Pandemie verschärft die Lage: Immer mehr Sachsen hängen an der Flasche

Weinböhla - Ein Prosit der Gemütlichkeit! "Ein Gläschen in Ehren kann niemand verwehren", sagt der Volksmund arglos und einladend. Dagegen ist grundsätzlich nichts einzuwenden. Doch diese lockeren Sprüche haben längst ihre Harmlosigkeit verloren. Die Deutschen sind weltweit ziemlich führend, wenn es ums Trinken von alkoholischen Getränken geht. Gar mancher kommt "ohne" gar nicht mehr aus. Macht den Test: Habt Ihr Euren Alkoholkonsum noch im Griff?

Sven Kaanen (56) leitet als Chefarzt die Sucht-Klinik Weinböhla.
Sven Kaanen (56) leitet als Chefarzt die Sucht-Klinik Weinböhla.  © Norbert Neumann

Alkohol, Medikamente und illegale Drogen: Sven Kaanen (56) arbeitet tagtäglich mit Menschen, die gegen ihre Sucht kämpfen und den Weg zurück in ein zufriedenes, abstinentes Leben finden wollen.

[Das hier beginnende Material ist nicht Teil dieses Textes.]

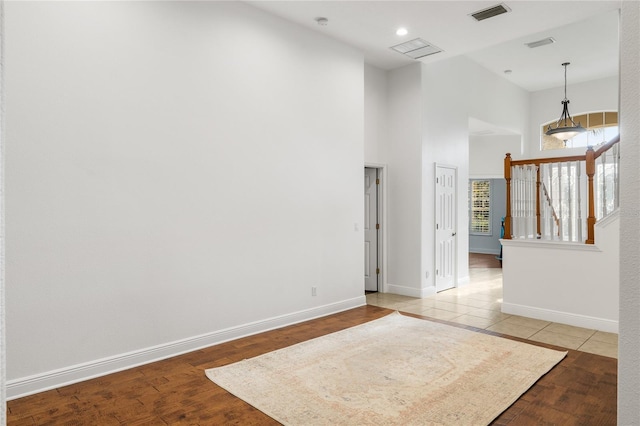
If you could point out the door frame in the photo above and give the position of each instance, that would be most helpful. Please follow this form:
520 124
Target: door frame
381 170
455 218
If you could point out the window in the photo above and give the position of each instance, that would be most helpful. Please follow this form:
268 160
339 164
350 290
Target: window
601 127
480 210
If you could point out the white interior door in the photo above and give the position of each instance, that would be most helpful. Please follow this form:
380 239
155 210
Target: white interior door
370 229
445 227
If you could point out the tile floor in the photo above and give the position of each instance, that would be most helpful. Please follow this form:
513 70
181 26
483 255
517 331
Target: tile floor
479 305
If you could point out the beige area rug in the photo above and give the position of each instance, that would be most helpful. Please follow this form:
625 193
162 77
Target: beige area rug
396 370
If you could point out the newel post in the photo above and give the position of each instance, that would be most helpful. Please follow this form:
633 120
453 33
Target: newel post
507 177
538 183
590 165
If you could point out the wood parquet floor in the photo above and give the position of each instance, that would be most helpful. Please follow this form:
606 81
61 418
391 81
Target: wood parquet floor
580 390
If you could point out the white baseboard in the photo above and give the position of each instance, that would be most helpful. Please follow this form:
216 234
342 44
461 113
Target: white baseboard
403 291
576 320
24 386
463 281
410 291
484 251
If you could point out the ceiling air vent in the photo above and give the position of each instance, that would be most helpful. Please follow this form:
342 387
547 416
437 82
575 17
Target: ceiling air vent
490 12
543 42
417 48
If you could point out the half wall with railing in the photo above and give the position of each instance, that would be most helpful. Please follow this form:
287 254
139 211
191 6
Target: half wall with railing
561 198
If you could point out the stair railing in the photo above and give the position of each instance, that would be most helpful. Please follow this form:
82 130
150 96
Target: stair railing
558 180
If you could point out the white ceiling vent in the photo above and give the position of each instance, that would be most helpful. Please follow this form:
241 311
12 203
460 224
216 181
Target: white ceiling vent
416 48
543 42
490 12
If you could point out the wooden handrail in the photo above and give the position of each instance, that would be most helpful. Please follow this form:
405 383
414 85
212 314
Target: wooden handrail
553 210
538 161
590 165
605 147
507 218
591 219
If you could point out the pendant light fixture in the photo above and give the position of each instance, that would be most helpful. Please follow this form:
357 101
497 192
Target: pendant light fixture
565 128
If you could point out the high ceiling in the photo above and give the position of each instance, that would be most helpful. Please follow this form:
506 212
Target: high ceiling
586 34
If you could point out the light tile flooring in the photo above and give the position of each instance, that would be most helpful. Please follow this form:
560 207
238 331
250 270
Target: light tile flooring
479 305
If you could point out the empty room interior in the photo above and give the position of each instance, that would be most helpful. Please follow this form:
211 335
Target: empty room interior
182 189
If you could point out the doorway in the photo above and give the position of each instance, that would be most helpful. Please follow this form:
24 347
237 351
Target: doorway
372 237
446 226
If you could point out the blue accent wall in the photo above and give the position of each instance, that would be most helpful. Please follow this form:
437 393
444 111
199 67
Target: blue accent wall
491 243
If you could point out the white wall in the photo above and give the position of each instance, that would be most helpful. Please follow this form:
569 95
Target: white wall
629 342
454 90
177 173
569 283
375 115
591 96
404 152
486 154
3 352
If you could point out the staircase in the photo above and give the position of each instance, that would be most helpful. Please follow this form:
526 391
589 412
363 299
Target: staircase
561 198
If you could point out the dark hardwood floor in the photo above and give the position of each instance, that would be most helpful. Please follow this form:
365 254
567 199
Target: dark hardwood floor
580 390
479 260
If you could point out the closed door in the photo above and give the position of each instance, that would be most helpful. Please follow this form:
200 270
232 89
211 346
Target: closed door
445 227
370 230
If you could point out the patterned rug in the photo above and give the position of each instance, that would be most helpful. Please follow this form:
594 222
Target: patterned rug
396 370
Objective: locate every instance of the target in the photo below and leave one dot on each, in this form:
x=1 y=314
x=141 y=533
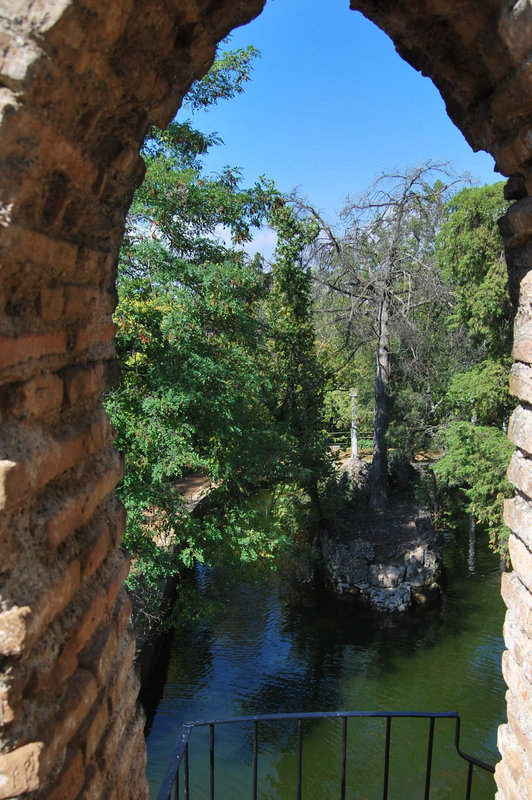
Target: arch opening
x=81 y=83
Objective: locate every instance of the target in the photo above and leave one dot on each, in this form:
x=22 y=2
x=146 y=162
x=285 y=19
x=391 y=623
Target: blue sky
x=330 y=106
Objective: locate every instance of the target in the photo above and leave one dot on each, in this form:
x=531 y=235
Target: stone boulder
x=407 y=571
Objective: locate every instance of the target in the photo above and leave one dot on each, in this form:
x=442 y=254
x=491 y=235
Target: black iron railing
x=180 y=759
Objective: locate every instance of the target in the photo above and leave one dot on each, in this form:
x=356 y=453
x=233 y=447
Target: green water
x=265 y=656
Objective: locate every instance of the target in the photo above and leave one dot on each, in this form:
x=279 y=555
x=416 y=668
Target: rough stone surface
x=405 y=570
x=81 y=81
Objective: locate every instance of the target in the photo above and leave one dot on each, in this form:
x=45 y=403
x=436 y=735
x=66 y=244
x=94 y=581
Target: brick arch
x=80 y=83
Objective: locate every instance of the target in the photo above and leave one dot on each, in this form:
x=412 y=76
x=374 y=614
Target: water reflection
x=265 y=654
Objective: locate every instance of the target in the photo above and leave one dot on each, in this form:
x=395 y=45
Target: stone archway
x=80 y=83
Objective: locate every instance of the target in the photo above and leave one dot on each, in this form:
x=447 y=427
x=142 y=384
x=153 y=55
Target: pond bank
x=264 y=655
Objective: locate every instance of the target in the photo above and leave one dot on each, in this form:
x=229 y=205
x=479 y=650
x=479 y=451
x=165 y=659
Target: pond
x=264 y=655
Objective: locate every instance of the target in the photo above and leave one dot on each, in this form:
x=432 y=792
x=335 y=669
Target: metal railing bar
x=386 y=776
x=344 y=757
x=471 y=759
x=469 y=780
x=429 y=758
x=211 y=760
x=173 y=768
x=187 y=775
x=299 y=756
x=326 y=715
x=255 y=757
x=181 y=751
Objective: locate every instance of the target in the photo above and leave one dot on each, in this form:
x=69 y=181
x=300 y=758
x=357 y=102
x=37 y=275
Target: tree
x=383 y=270
x=213 y=377
x=476 y=450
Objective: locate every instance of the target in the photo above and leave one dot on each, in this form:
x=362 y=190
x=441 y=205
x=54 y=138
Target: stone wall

Der Chefarzt der Fachklinik Weinböhla der Evangelischen Fachkliniken Heidehof sagt: "Seit Beginn der Corona-Pandemie ist der Absatz von Alkohol in Deutschland gewaltig gestiegen.

Wir spüren die Auswirkungen davon jetzt deutlich. Aktuell erleben wir eine drastische Zunahme bei den Alkohol-Abhängigkeiten. Außerdem hat sich die Rückfallrate bei Patienten mit diesem Suchtproblem fast verdoppelt."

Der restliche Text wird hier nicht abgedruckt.